Once again, a misleading title may have diswayed a few people purchasing this entertaining comedy. Anthony Chan is Sun, the eponymous hero who finds that his current life of bliss with fiancé Ching (Mui in a uncharacteristically dowdy role) is shattered when his ex-wife Kong decides to move back after a major financial set-back. Though Sun is adamant that his ex-wife should leave, her partial ownership of his flat means that she has every right to stay with the couple. As Ching sees this rival enter, she resolves not to allow her any hope of regaining the love of the husband she previously jilted. While this rivalry causes obvious vexation to Sun, what becomes even more devastating is when a young suitor begins to fall for his ex. Ching and Kong slowly become close friends, pushing their previous grievances to one side, but the jealous Sun is determined to split up Kong and her new love interest (Bee).
As with ‘Diary Of A Big Man’, ‘The Happy Bigamist’ concentrates on comic farce rather than any great attempt at character exploration. However, in this modest are it once again shows how a heavy dose of genial exuberance coupled with a winning cast can make up for many shortcomings. Director Anthony Chan allows this to be a piece that is held together by its four main stars, each one of whom excels in their own unique way. It is the balance of this quintet that gives ‘The Happy Bigamist’ such an energy, yet still creates a few character nuances that help it retain the interest throughout.

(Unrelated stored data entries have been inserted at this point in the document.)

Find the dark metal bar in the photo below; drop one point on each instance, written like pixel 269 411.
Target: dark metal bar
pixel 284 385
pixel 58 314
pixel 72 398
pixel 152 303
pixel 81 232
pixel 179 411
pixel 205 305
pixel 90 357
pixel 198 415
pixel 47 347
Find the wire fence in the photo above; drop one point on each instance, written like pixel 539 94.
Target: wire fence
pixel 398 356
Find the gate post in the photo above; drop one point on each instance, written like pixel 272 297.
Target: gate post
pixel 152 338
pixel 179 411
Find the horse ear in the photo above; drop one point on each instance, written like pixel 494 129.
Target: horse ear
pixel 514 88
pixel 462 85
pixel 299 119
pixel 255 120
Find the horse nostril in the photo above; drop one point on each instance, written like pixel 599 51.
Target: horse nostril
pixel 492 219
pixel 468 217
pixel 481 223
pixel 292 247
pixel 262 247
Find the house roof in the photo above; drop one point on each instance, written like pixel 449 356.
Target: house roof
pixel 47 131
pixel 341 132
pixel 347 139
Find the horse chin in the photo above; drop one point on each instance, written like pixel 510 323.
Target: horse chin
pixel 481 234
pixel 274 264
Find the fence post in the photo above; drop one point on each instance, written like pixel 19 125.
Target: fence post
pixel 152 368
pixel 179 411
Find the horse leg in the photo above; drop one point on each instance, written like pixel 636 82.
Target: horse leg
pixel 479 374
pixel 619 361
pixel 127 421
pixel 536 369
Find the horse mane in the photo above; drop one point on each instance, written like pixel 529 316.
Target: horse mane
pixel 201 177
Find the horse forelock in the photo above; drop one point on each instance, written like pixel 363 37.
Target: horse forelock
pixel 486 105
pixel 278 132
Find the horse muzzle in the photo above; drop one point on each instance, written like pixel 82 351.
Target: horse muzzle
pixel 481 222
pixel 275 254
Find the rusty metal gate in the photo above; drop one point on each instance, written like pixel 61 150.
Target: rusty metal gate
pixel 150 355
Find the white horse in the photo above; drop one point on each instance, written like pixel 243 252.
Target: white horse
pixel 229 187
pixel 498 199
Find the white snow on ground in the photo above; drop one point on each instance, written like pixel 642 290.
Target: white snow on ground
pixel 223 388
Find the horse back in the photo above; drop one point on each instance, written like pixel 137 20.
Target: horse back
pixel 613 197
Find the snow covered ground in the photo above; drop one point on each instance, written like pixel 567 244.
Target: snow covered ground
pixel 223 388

In the lead role, Anthony Chan is an interesting contradiction. Though he starts off as a very sympathetic hero beset by an unenviable situation, the introduction of Kenny Bee’s character adds an interesting side to his persona. As was mentioned, this isn’t intended to be a character-driven piece, but even these gentle proddings are welcome and make a potentially tiresome scenario consistently amusing. Anita Mui – a million miles away from the glamour and beauty expected of her – shows the acting versatility that provides another reason why she is sorely missed. Perhaps the stand-out performer here is the underrated Pat Ha though; she has never garnered the support that her contemporaries enjoyed, but roles like this prove that she was a worthwhile presence. Ha takes an unsympathetic role and turn it into something more palatable.
Though I’ve strayed into over-analysis, the fact of the matter is that this is lightweight comedy that mostly amuses. There’s some well-developed comic moments that certainly raise the odd smile, while the atmosphere is infectious.